This exhibition, which spans 100 years of war, murder and other human atrocities, starts off on the right foot – particularly if your fascination tends towards the morbid. In 1903, Frenchman Alphonse Bertillon introduced the ‘metric’ technique, a new way to objectively capture crime scenes by employing precise calculations and other maths-type measurements. His approach was adopted by police, whose expertly composed God’s-eye-view shots of victims in situ – bludgeoned, strangled, seemingly untouched – are shown here in all their unwavering gruesomeness, and (possibly) unintentional artistry.

In all, ‘Burden of Proof’ offers up 11 ‘cases’, as they are described: examples of ‘experts, researchers and historians’ using photography as evidence after the fact to make an argument for justice or retribution. After compelling early photos by Rodolphe A Reiss of near-indiscernible footprints and other human traces (in 1906 he was appointed the world’s first chair of forensic science at the University of Lausanne), we dip into a study of the now-disproven photographs taken in 1898 of the Shroud of Turin, which apparently held trace evidence of the agony Jesus endured. After this comes a slideshow of faces staring straight into the camera: these are official records of soon-to-be executed victims of the Great Terror of 1930s Russia, during which 750,000 citizens were shot by the Soviet state.

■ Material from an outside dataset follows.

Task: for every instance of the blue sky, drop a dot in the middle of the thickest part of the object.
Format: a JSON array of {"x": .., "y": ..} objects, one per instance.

All of it is genuinely affecting stuff. But there’s an inescapable sense that the exhibition is leaning heavily on the harrowing nature of its content, without offering anything beyond a concept-lite framework to bring it all together. This lack of cohesion is strikingly clear from the inclusion of a film about the film, ‘Nazi Concentration Camps’, which was directed by Hollywood legend John Ford and shown at the Nuremberg Trials. It includes some of the horrible scenes encountered by US soldiers during WWII, but it seems we’ve stepped away from a discussion of ‘evidence’ or ‘objectivity’ and into one of film as witness; courtroom as set. Given the nature of this show, a little more attention to detail would have been just the thing.